Prove or give a counter example for this greedy algorithm

3
votes

I'm having trouble with this homework question. I think the main confusion comes from not identifying a basis for a counter example.

Let P1, . . . , Pn be programs stored on a disk. Program Pi requires Si megabytes of storage, and the capacity of the disk is D megabytes. Where D is less than the sum of megabytes of storage

  • (a) maximize the number of programs held on the disk. Prove or give a counter-example: greedy algorithm that selects programs in order of increasing Si

  • (b) use as much of the capacity of the disk as possible. Prove or give a counter-example: greedy algorithm that selects programs in order of decreasing Si

Edit: Sorry for not clarifying.

For part (a) my initial try was assuming that it does not select programs in order of increasing Si.

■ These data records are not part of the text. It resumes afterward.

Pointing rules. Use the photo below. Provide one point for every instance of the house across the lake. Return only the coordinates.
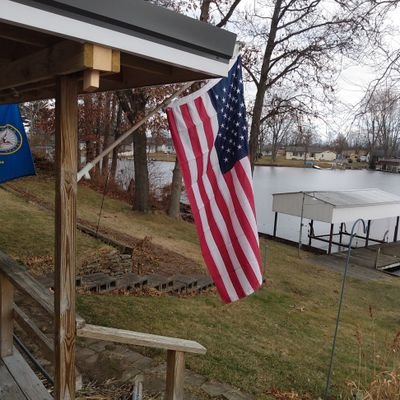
(311, 153)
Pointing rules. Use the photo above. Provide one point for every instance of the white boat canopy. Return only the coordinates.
(338, 206)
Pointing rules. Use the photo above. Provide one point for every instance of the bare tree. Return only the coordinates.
(207, 10)
(300, 41)
(380, 122)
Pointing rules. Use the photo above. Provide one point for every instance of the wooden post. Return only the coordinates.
(368, 229)
(396, 229)
(6, 316)
(310, 236)
(341, 233)
(65, 231)
(275, 223)
(330, 239)
(175, 375)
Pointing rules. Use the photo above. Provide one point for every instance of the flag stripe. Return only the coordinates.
(214, 218)
(210, 135)
(209, 250)
(215, 262)
(223, 205)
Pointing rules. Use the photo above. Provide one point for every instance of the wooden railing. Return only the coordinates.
(14, 276)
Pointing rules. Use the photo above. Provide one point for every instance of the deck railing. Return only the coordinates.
(14, 276)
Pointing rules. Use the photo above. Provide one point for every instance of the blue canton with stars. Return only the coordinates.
(227, 98)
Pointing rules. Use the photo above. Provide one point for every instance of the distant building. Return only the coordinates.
(165, 146)
(313, 153)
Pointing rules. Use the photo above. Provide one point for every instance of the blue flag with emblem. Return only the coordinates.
(15, 154)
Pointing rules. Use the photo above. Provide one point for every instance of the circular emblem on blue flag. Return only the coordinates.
(10, 139)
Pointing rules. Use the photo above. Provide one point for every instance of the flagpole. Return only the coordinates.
(85, 170)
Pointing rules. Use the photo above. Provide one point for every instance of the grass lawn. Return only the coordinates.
(279, 338)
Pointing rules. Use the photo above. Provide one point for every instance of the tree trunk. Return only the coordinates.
(174, 209)
(141, 200)
(259, 100)
(114, 161)
(134, 105)
(110, 108)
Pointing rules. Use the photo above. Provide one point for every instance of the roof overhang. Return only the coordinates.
(41, 39)
(338, 206)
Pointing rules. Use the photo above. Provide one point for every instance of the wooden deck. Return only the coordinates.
(18, 381)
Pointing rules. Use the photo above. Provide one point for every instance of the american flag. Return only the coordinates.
(209, 131)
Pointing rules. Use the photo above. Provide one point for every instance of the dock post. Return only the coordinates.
(275, 222)
(396, 230)
(311, 232)
(368, 229)
(330, 239)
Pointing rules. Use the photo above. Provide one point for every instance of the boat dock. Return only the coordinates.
(381, 261)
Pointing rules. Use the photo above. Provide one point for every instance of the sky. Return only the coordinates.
(352, 81)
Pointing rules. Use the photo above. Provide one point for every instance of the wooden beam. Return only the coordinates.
(175, 375)
(140, 339)
(101, 58)
(6, 316)
(63, 58)
(91, 80)
(65, 230)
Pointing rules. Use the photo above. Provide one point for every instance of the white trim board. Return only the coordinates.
(31, 17)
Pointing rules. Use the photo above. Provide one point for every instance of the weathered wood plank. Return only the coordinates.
(25, 322)
(101, 58)
(46, 344)
(62, 58)
(65, 229)
(175, 375)
(6, 316)
(21, 279)
(27, 381)
(140, 339)
(91, 80)
(9, 390)
(24, 282)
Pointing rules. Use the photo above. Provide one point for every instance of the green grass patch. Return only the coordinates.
(278, 338)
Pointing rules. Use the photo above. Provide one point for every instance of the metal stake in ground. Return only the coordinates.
(346, 267)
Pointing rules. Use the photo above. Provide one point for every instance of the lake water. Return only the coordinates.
(269, 180)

Choosing Pa, Pb and Pc where Sa<=Sb<=Sc, after this I didn't really understand how to go further and part (b) asks the same question but decreasing Si.

1
algorithmtheorygreedy
Could you be more specific about what you are asking?Espen
The question is asking to give a greedy algorithm that always finds a maximum subset(maximum subset is one with the maximum number of programs in it). Also to prove the algorithm gives the optimal solution.Tumelo Dakarai
Have you at least tried to tackle the problem yourself? Can you show us what you've done to try to solve the problem?TNguyen
sorry,check edit.Tumelo Dakarai

1 Answers

3
votes

a) Theorem: taking programs in increasing order of disk space required ensures that as many programs run as is possible. Proof: the proof is by contradiction. Suppose there is some other method of choosing programs that allows more to run. Then this method must select a different set of programs in at least one case; that is, it must select at least one program that requires more space than one not selected. However, the method might as well have selected the program requiring less space rather than this other one that differentiates it from the selection made by the greedy algorithm. This contradicts the assumption that this method is better than the greedy method. Therefore, no method is better than the greedy method: it is optimal.

b) Theorem: taking programs in decreasing order of disk space required does not ensure that as much disk space is used as is possible. Proof: the proof is by example. Consider the case of a disk of size 10 and programs requiring disk space 6, 5 and 5. Taking the programs in decreasing order of disk space required allows us to use only 6 of the 10 available storage units, whereas we might have taken two programs requiring 5 units each for 10 total units. Therefore, the greedy approach does not give an optimal result in all cases.